Is Self-Guided Research Dangerous to Your Health?
There are patients – and then there are active patients. And some of the people I talked to for my book I’d call very active patients. They have struck out on their own and made radical decisions about their healthcare.
Teri Smieja is one of these heroes. When she learned that she had a genetic risk for breast and ovarian cancer, she embarked on a series of decisions – illustrated beautifully in this excerpt in Wired Magazine – that resulted in her getting two preemptive surgeries.
Todd Small is another. A 40-something Seattle father who happens to have multiple sclerosis, Todd first came to my attention when I reported a story about Patientslikeme.com for the New York Times Magazine. At the time, Todd was actively engaged in his medication – he learned from his fellow PatientsLikeMe community members that his dosage for a drug called baclofen was probably too low, and adjusted it accordingly (working with his doctor, I hasten to add).

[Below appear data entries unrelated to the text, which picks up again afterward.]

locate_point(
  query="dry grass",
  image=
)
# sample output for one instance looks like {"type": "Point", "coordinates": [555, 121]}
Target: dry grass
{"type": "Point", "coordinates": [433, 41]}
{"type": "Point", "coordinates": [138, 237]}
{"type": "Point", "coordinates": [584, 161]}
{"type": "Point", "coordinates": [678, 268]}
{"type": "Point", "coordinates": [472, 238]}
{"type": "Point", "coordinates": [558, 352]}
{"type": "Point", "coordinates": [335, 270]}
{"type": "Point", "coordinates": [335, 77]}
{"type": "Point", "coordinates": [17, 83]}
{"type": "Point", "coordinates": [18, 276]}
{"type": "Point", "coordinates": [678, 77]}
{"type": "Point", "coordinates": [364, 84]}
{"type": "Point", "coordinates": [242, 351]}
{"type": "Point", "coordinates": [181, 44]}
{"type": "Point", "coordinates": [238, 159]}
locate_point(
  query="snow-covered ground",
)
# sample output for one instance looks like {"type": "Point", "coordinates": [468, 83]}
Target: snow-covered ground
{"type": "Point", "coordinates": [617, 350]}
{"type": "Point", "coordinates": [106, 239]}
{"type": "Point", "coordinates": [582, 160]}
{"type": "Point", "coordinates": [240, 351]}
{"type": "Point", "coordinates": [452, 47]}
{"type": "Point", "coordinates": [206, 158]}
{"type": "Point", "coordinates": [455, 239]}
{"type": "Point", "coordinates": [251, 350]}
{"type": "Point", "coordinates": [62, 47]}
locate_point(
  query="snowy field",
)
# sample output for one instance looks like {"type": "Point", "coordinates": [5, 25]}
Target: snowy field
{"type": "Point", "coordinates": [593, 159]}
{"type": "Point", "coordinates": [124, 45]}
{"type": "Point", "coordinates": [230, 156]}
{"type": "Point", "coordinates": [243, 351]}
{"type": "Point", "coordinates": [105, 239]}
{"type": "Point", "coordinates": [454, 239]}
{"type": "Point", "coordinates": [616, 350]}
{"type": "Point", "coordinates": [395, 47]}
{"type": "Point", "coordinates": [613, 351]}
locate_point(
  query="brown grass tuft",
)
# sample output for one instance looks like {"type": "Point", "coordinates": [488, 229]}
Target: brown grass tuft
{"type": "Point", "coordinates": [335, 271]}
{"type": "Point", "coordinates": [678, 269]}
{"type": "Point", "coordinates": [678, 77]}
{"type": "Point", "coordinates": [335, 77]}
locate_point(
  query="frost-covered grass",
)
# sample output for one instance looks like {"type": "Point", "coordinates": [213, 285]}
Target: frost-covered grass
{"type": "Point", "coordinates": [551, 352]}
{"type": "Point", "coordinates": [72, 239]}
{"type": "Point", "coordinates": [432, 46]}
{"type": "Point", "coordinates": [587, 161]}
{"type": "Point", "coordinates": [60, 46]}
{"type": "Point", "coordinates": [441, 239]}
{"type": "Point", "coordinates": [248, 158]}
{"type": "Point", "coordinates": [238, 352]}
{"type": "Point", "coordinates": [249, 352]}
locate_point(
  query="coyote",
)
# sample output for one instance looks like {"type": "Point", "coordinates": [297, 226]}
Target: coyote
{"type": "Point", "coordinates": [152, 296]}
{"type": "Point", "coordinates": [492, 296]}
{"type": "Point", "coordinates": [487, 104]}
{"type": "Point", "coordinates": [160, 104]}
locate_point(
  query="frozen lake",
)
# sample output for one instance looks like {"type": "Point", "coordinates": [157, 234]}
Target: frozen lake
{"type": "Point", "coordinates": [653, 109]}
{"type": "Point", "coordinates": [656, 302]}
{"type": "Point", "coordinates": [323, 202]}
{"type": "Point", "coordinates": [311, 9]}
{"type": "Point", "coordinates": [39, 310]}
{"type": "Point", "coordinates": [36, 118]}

When I checked back in with Todd recently while reporting the book, I was surprised to hear that he was about to embark on an even more radical decision: he had heard about an experimental stem cell treatment for MS, and was about to give it a whirl. Todd, who admits he’s no whiz at science, couldn’t make out what the research was saying. So he turned to the PatientsLikeMe community. “If somebody could decode this into simple layman’s terms, it would be much appreciated,” he posted in an online forum.
Soon enough, his fellow members did decode the research – and the consensus seemed to indicate that the procedure, though somewhat risky, was a reasonable bet. It was nothing to sniff at: the treatment begins by extracting 400 milliliters—a little more than a can of soda—of bone marrow from the leg. For several weeks, those cells are used to grow more cells, after which the patient returns and about 50 million cells are injected into the spinal column. The cells seem to repair some of the damaged myelin in the central nervous system, lessening the symptoms of MS. About 60 patients had been treated with the procedure, and 55 had reported major improvements in their symptoms, including a former Canadian golf pro who was able to return to the game.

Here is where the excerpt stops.